Google, Yahoo and Bing are like sharp shooters who choose their own targets, after they've opened fire. Yes, they provide pretty good search returns, apparently. But it is very difficult for us, the users to make a judgement about that. The only way truly to know would be to sift through a few hundred thousand pages of the search returns and then think on it.

Even sifting a thousand pages would help ground our sense of whether Google and its competitors are truly providing good coverage. But we're not going to do that. There is a tool that can, and I've been talking about it recently with the owners

First a word on why it is important. I am increasingly of the view that we are underestimating the significance of  the web as a source of meaning. I mean that romantic-era type of meaning that brings richness into our lives. The web is of course a channel for product sales. But it also has this other function that search engines are vital in supporting - finding information that enriches our personal timeline or history, our understanding of the world around us and  our relationships. This is the forgotten BIG DATA application of the web.

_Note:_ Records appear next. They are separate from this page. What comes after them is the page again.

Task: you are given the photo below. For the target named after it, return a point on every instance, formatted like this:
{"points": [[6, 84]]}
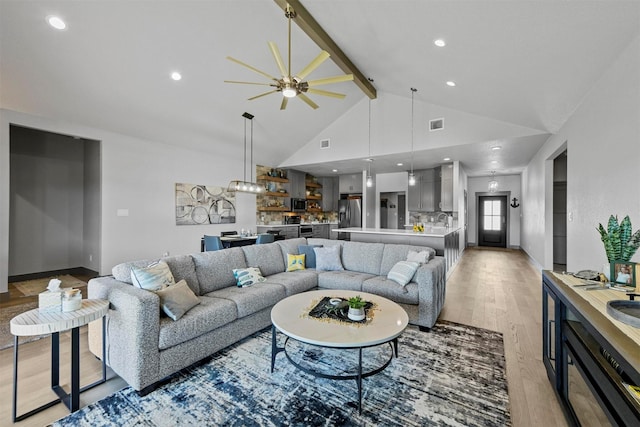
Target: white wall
{"points": [[510, 184], [140, 176], [603, 142]]}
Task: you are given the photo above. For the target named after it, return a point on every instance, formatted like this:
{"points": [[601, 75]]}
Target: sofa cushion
{"points": [[210, 314], [215, 268], [252, 299], [268, 258], [309, 255], [176, 300], [384, 287], [328, 259], [247, 276], [403, 272], [394, 253], [153, 277], [362, 257], [295, 262], [349, 280], [296, 281]]}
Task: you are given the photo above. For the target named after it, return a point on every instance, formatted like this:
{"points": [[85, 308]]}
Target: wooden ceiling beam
{"points": [[310, 26]]}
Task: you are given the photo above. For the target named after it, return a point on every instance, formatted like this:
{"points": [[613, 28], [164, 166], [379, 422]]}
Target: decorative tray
{"points": [[329, 308], [625, 311]]}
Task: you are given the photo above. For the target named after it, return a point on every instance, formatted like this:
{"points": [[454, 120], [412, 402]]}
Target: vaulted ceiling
{"points": [[525, 63]]}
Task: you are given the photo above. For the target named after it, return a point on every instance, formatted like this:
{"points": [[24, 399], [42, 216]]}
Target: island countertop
{"points": [[428, 231]]}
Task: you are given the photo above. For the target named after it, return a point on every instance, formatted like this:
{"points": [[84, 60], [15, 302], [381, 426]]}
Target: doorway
{"points": [[492, 221]]}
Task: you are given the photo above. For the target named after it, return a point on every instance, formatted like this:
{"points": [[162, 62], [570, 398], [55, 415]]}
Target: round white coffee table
{"points": [[45, 321], [290, 317]]}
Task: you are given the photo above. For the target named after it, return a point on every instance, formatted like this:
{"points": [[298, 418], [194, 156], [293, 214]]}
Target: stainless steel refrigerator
{"points": [[349, 214]]}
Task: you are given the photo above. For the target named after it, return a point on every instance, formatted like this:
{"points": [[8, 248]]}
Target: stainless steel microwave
{"points": [[298, 205]]}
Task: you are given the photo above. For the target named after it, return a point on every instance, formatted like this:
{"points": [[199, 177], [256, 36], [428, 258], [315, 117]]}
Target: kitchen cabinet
{"points": [[321, 231], [329, 194], [422, 195], [297, 188], [350, 183], [288, 231]]}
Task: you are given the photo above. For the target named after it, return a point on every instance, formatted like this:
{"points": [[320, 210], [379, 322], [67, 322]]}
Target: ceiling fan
{"points": [[293, 86]]}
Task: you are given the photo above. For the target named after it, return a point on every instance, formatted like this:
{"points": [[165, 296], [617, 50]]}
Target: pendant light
{"points": [[412, 176], [243, 185], [493, 184], [370, 160]]}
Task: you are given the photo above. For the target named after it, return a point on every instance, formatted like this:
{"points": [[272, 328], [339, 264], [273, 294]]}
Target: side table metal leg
{"points": [[74, 397], [359, 380], [15, 378]]}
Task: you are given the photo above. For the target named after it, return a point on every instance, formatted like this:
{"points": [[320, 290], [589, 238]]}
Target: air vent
{"points": [[436, 124]]}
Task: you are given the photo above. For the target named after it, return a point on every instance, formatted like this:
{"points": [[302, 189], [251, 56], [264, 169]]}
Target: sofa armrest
{"points": [[133, 330], [431, 280]]}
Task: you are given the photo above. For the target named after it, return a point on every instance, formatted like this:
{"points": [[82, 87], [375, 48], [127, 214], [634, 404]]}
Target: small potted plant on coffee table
{"points": [[356, 308]]}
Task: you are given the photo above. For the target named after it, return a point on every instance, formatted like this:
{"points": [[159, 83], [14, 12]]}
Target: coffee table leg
{"points": [[359, 380], [274, 349]]}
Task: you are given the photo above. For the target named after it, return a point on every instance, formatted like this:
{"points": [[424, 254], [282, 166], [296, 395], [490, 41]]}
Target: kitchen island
{"points": [[445, 240]]}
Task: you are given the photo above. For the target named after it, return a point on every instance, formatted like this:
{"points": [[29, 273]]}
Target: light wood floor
{"points": [[492, 289]]}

If you've ever tried digging deep you might be surprised to find that those  one million, ten million or 200 million returns stop at about page 20.  So in reality we have only about a thousand pages to base a judgement on. Leximancer, a tool that I've used a few times to seek meaning in large text databases, including the web, have developed a tool they call NEEDLZ, which allows you to analyze the full text of search results.

The video below gives you an idea of how it works on large journal databases. Imagine it on Google returns, or Yahoo or Bing. Imagine it too on Forbes or CNN or the BBC. Imagine being able to review  a semantic analysis of thousands of search returns in order to explore meaning beyond Page 1 of the SERPS.

It allows us to make our own decisions about where relevance lies in the full 1,000 returns or the multiple journal articles of PDFs. In other words it takes search back to its primary task - uncovering meaning for us. If I was Yahoo I'd snap it up.